У нас с Самюэлем было много общего: мы оба принадлежали к одному и тому же тесному кругу, давно знали друг друга, говорили на одном языке. И все же, в те бурные годы мне было чему у него поучиться (это при том, что ученик из меня решительно никудышный). В этом смысле с ним все было, как с Шевалле, хотя они ничуть не похожи. Он отнюдь не пытался нарочно излечить меня от моих «меритократических» слабостей, не критиковал их и не рассуждал о морали. Просто то, как он жил, как он держал себя, действовало на меня лучше всяких лекарств.

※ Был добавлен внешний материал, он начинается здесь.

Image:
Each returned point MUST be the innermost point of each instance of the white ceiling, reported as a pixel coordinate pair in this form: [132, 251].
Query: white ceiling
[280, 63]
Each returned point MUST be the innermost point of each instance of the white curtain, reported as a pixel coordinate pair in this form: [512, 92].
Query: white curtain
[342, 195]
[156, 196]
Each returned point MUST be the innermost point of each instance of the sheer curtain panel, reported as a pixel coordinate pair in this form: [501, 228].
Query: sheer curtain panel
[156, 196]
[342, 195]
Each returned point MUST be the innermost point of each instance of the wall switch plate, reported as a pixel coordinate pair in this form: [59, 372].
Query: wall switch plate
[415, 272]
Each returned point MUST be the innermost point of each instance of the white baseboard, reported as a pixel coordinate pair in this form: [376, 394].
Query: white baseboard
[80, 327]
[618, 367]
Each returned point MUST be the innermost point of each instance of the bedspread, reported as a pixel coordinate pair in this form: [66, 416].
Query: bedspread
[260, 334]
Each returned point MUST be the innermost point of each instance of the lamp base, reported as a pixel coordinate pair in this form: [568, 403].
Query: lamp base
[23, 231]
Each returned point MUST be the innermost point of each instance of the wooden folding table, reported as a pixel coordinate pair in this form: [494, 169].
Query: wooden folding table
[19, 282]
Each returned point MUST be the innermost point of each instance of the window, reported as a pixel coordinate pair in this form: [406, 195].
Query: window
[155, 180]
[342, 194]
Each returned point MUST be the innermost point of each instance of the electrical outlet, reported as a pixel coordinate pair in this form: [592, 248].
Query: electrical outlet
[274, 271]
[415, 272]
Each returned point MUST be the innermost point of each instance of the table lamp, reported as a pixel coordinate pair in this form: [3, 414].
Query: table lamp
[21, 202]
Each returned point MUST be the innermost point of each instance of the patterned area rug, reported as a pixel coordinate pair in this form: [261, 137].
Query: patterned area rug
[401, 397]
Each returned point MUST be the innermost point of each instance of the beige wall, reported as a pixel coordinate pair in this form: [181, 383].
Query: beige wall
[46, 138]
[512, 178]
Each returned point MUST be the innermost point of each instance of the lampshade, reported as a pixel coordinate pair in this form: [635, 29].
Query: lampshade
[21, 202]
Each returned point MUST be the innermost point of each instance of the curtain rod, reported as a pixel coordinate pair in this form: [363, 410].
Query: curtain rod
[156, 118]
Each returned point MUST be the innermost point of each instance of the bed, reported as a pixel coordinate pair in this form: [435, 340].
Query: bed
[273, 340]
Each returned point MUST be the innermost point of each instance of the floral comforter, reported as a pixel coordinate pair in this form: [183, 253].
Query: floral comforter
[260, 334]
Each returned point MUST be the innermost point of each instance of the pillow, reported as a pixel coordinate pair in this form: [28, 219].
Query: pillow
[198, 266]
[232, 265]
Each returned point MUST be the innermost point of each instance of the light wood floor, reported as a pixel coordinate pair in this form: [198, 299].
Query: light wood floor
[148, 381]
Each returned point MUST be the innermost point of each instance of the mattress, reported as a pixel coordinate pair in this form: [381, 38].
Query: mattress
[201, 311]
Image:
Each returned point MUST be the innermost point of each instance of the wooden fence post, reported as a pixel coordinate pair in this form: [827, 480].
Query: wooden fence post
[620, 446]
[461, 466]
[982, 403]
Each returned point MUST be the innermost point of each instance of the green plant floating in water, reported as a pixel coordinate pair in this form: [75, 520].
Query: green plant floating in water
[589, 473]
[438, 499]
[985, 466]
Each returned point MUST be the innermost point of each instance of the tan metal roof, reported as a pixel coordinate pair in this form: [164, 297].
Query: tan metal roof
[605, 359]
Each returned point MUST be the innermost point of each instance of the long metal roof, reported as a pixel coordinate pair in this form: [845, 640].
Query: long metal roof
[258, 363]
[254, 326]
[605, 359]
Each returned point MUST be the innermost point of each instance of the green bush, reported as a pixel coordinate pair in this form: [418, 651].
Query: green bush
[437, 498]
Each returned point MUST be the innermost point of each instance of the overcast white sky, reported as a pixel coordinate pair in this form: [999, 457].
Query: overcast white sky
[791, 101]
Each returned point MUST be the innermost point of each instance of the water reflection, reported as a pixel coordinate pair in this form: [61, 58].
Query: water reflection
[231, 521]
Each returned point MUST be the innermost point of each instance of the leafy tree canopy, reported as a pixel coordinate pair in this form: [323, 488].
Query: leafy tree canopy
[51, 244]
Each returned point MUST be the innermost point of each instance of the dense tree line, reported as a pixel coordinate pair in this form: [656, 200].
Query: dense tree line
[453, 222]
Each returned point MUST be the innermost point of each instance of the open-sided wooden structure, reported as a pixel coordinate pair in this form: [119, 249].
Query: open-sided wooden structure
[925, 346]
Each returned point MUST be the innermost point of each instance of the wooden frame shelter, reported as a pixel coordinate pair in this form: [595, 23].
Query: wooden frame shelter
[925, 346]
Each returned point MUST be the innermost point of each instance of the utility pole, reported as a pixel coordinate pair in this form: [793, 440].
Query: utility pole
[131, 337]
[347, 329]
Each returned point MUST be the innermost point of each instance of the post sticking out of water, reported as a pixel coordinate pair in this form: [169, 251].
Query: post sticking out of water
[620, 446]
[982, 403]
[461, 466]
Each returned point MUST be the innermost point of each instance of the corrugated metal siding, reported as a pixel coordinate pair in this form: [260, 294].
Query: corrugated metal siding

Вообще, мне кажется, что только таким способом я и учился у людей в тот период. Личный пример спасал положение там, где ни разъяснения, ни дискуссии не помогли бы. То, как мои друзья поступали в тех или иных ситуациях, самый их образ жизни, какая-то особая чувствительность, которой мне недоставало, — что-то из этого мне все-таки «передалось». В связи с этим, кроме Шевалле и Самюэля, я мог бы назвать еще несколько имен. Это прежде всего Дени Гедж (в группе «Survivre et Vivre» пользовавшийся большим авторитетом), Даниэль Сибони (напротив, державшийся в стороне от группы, и лишь искоса, пренебрежительно-насмешливо, следивший за ее развитием), Гордон Эдварде (при его участии это «движение» зародилось в июне 1970 г. в Монреале, а позже он творил чудеса усердия, добиваясь выхода американского издания бюллетеня «Survivre et Vivre» на английском языке), Жан Делор (врач, фактически мой ровесник, человек тонкий и душевный, который тепло относился ко мне, как и все наши друзья по «Survivre et Vivre»), Фред Снелл (тоже врач, из Буффало; он обосновался в Соединенных Штатах, и я в свое время гостил у него в загородном домике, когда приезжал туда по делам).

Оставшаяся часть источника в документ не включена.